This scandalous denunciation of obstetric violence-violence exercised by health professionals that affects women’s bodies and reproductive processes- has been rejected by the provincial government as a media act of a television network. The politicization of the issue and the absence of formal complaints have called the denunciation into question. However, as in other cases, fear of these and other violent practices often represses those affected.
Beyond the specific case of the Wichi women’s group, the fact is that in Argentina the number of cesarean sections is 45% of the total number of births, a proportion three times higher than that recommended by the World Health Organization (WHO). This shows an abuse by the political and health authorities of this type of practice, which is often based on economic motivations.
Last March 8, four days before the denunciation came to light, International Women’s Day was commemorated, an annual date on which specialists, collectives, organizations and civil society rethink the scope of women’s rights. Although new achievements are slowly being made in Argentina and Latin America, the truth is that there is still a long way to go to guarantee these rights, including reproductive rights.

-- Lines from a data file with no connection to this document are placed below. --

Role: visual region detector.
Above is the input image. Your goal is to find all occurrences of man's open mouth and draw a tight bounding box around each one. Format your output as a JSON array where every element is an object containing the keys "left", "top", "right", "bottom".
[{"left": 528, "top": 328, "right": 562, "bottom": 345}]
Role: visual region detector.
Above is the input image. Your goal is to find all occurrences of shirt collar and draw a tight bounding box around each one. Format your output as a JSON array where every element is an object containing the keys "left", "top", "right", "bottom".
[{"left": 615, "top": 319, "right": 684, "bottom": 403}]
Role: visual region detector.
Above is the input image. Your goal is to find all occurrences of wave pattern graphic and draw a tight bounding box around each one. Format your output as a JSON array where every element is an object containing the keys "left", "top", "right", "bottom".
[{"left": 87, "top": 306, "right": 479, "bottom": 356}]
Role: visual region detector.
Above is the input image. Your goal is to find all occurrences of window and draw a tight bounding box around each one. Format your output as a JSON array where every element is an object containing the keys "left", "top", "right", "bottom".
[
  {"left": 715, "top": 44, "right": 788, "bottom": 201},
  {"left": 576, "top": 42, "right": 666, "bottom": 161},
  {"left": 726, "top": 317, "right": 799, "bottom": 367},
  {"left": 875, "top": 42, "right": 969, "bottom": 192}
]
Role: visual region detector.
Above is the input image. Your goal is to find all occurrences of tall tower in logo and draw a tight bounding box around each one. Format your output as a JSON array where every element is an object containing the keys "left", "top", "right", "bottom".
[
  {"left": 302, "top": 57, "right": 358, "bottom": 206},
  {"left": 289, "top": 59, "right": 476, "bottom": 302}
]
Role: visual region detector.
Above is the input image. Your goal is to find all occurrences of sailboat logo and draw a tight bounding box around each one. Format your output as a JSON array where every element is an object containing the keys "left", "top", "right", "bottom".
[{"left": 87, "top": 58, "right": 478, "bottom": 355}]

Currently, while many cases of abuse are kept in the dark, others come to light thanks to denunciations or in-depth investigations. A few years ago, the Institute of Social Research of the UNAM in Mexico reported that four out of every five indigenous women suffer mistreatment, humiliation, ridicule and psychological, physical and verbal aggression during pregnancy, childbirth or when seeking care in health services.
Fujimori and forced sterilization in Peru
Although forced sterilization and mandatory cesarean sections are increasingly rare practices, in the past they were used by the state in many countries in the region. In Peru, throughout Fujimori’s presidential term, forced sterilization, as the procedure that renders women incapable of sexual reproduction without their consent, was systematically practiced.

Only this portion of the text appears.